こいつの言ったことを実行すればあいつへのこれ以上ない復讐ができる。
それにこいつと組めば色々なことができる。
それこそ俺が国民の支持を受けながら盗賊の身であいつ以上の英雄にもなれるし逆にあいつを地獄にも落とせるか。

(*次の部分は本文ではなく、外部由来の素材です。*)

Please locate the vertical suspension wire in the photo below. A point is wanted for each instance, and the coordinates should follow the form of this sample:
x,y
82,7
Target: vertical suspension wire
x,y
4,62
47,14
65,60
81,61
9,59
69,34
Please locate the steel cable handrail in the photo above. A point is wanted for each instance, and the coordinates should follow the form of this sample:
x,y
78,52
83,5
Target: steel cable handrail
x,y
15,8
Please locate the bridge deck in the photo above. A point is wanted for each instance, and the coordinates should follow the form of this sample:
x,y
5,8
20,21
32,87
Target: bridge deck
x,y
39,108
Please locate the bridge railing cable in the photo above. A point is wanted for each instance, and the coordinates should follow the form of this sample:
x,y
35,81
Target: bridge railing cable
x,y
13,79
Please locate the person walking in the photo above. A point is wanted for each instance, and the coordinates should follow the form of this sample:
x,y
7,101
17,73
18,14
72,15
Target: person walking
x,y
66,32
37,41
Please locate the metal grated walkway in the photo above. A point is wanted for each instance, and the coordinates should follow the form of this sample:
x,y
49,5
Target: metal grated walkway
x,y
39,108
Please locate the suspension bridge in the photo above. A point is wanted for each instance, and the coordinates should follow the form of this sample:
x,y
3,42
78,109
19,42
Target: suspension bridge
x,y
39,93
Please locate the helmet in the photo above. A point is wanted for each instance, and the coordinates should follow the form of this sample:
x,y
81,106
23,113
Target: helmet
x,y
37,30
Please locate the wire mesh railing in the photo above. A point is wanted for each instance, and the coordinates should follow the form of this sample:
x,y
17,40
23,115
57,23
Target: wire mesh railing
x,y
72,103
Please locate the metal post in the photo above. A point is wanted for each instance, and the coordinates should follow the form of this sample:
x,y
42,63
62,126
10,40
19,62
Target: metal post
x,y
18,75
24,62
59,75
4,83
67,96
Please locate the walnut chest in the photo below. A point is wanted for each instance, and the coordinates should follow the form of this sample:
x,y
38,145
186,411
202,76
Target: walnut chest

「奪われたなら10倍いや、100倍にして返す。お前がいつも言ってたことだぜファントム。それが盗賊なんだろ?神様よ」
拳で俺の胸を叩いてくるハンニバル。
「お前が何を選ぶか俺は楽しみにしてるぜ」
そう言って去っていった。
そうだな。奪われたなら奪い返すのがいいか。
「………」
とりあえずルゼル達の様子でも見に行こう。
「おおお!!!めっちゃ似合うじゃんルゼっち!」
「そ、そうですか?」
2人の居場所はすぐに分かった。
1人すごい煩い奴がいたからだ。
「鬼やばだよ!鬼かわ鬼かわ!これならダーリンも即落ちっしょ♡」
「そ、そうですかね………だと嬉しいです」
「今すぐ夜這いしても許される可愛さっしょ、ってか今日一緒にしようよ♡、あ、ダーリン」
ようやく俺に気付いたらしいビクティ。
「開けていい?ルゼっち」
「え?サーガ様来てるんですか?はわわわ………」
何やら慌てているらしい彼女だが。
「行くっきゃないっしょ!」
ビクティによってカーテンを開けられた。
そこにいたのは年相応の可愛く綺麗な服に身を包んだルゼルの姿。
「ど、どうですか?」
「………」
俺は瞳を閉じた。
「だ、ダメですか………」
「いや、よく見てルゼっち」
「あ、右手の親指が1本だけ立っています!」
「鬼やばプンプン丸いいじゃん合図だよ!やったじゃんルゼっち!」
そんなやばそうないいじゃん合図じゃないが瞳をあけた時に映ったルゼルの笑顔でそんなものはどうでもよくなった。